Glasgow in the 80s seems to have been a bleak place as an industrial town with the industries newly gone but the industry workers still there. In addition it was also a violent place, with strong tension between catholics and protestants. That is the setting Douglas Stuart’s price-winning novel Shuggie Bain.
The titular character, Shuggie, is the youngest son of Agnes Bain, and the focus of the book is on her although the story is about Shuggie. Agnes was a stunning beauty, who left her first husband because he was boring, although kind, and she took their two children with her. Her second husband, and the father of Shuggie, Big Shug, had a more magnetic personality, but was also mostly absent at work as a cab driver. The family moves to a very rough area in the outskirts of Glasgow, and then Big Shug promptly leaves to live with another woman. Agnes was always a heavy drinker, but this turns her into a full alcoholist. The book tells the story of Agnes’ downward spiral into alcoholism and poverty and her children’s ways of dealing with it while growing up into a rather hostile world.

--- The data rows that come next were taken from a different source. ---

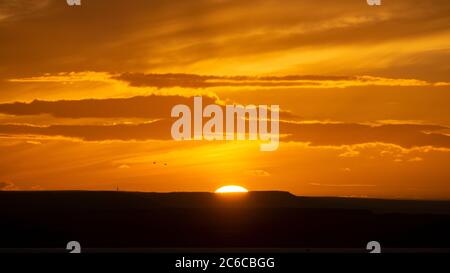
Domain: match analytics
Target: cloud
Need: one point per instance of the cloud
(306, 81)
(403, 135)
(138, 107)
(258, 173)
(7, 186)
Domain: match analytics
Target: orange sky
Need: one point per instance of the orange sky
(86, 93)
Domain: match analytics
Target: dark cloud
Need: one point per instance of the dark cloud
(151, 107)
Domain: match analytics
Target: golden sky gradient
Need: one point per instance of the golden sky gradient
(364, 92)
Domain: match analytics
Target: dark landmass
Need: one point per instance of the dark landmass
(49, 219)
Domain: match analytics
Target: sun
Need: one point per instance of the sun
(231, 189)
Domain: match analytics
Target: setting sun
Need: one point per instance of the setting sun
(231, 189)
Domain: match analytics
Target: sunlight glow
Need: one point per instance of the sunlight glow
(231, 189)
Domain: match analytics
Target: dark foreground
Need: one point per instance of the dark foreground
(207, 220)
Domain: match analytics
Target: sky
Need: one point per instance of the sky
(364, 92)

The book is really good, and from all the details in the story it is clear that a lot of it comes from the experiences of the author. It is also very moving, with Shuggie’s deep love of his mother and his fight to keep her afloat, and alive. The book is well-written with a clear language, but there were a few expressions and concepts that I had to look up mostly due to the, for me as a reader, unusual setting. So the book deserves all the good reviews it has received, including this one.